Northern analysis of TcHMA4 in roots of T. caerulescens plants grown under Zn-deficient, -sufficient, and high-Zn conditions, or under high-Cd conditions. Seedlings were grown on hydroponic media containing 0, 1, 5, 10, and 100 μm ZnCl₂, or 10 and 100 μm CdCl₂. The 25S ribosomal bands are shown as loading controls. Each specific northern was repeated at least twice, with the same results.

Figure 6.

A, Amino acid sequence alignment of the 384- and 141-amino acid partial peptides from the C terminus of TcHMA4 that were identified from the initial yeast complementation screen. The conserved His stretch, numerous Cys repeats, and single His residues in the C-terminal region of the peptide are indicated in light gray. B, Schematic representation of location of two partial peptides sequences relative to each other and to the full-length TcHMA4 protein.

Figure 7.

Cd tolerance test for yeast expressing the partial TcHMA4 peptides. Yeast cells were transformed either with the empty pFL61 vector (WT) or with the 384- or 141-amino acid peptides (see Fig. 6 for their sequence).

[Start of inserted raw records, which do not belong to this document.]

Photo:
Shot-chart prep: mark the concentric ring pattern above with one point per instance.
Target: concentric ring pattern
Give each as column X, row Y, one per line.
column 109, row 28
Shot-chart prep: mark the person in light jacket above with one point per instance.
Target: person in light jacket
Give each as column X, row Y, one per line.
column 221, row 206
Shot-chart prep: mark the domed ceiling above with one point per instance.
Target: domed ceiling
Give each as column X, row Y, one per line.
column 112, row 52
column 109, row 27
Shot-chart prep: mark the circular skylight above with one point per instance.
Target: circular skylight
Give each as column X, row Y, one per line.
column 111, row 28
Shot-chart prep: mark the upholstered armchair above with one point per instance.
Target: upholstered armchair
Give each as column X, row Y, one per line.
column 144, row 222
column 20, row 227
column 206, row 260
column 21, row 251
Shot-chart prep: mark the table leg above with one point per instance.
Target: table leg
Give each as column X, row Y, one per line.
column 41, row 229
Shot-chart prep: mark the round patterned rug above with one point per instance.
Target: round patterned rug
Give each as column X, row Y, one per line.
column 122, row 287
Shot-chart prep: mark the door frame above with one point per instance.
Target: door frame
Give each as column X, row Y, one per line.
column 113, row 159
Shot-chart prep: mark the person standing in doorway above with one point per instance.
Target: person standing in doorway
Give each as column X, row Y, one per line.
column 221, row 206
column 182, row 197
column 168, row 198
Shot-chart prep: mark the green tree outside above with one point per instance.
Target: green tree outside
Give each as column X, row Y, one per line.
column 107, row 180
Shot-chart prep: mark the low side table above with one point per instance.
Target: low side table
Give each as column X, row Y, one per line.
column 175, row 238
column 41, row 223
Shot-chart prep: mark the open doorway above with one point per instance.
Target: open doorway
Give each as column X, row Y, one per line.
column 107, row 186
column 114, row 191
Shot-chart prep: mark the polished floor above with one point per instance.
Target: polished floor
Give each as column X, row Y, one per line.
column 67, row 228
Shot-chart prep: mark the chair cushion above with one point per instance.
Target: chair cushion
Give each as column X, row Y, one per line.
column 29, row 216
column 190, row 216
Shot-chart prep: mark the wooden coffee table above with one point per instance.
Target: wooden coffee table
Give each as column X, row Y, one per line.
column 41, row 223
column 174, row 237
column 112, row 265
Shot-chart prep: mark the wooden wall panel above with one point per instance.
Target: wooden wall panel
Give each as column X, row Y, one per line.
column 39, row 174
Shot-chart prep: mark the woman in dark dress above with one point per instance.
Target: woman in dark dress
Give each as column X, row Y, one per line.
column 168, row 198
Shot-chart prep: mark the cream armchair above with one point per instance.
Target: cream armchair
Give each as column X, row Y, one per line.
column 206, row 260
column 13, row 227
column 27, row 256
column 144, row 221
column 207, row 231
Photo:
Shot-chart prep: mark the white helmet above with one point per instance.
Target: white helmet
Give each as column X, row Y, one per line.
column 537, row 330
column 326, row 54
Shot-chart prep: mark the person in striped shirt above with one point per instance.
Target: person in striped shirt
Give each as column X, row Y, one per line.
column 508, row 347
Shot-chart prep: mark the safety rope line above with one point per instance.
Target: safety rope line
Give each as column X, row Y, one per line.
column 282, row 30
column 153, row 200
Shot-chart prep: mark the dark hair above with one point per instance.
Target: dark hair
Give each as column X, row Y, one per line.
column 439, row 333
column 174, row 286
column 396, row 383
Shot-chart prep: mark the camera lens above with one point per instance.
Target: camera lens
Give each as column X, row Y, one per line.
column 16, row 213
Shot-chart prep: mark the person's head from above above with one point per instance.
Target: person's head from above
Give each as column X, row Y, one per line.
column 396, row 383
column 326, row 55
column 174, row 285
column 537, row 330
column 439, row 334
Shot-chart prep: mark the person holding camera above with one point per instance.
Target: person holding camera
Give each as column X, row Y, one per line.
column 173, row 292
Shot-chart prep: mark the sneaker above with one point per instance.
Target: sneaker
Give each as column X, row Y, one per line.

The plates were set up as described in the legend for Figure 2. Metal tolerance was assayed by visualizing growth on SD plates containing 100 and 200 μm CdCl₂.

Figure 8.

Cd accumulation by yeast expressing the empty pFL61 vector (WT), compared with yeast expressing the 384- and 141-amino acid partial peptides from TcHMA4. Cd accumulation was conducted in liquid SD media supplemented with 20 μm CdCl₂. The error bars represent the mean of four replicate measurements ± the se of the mean.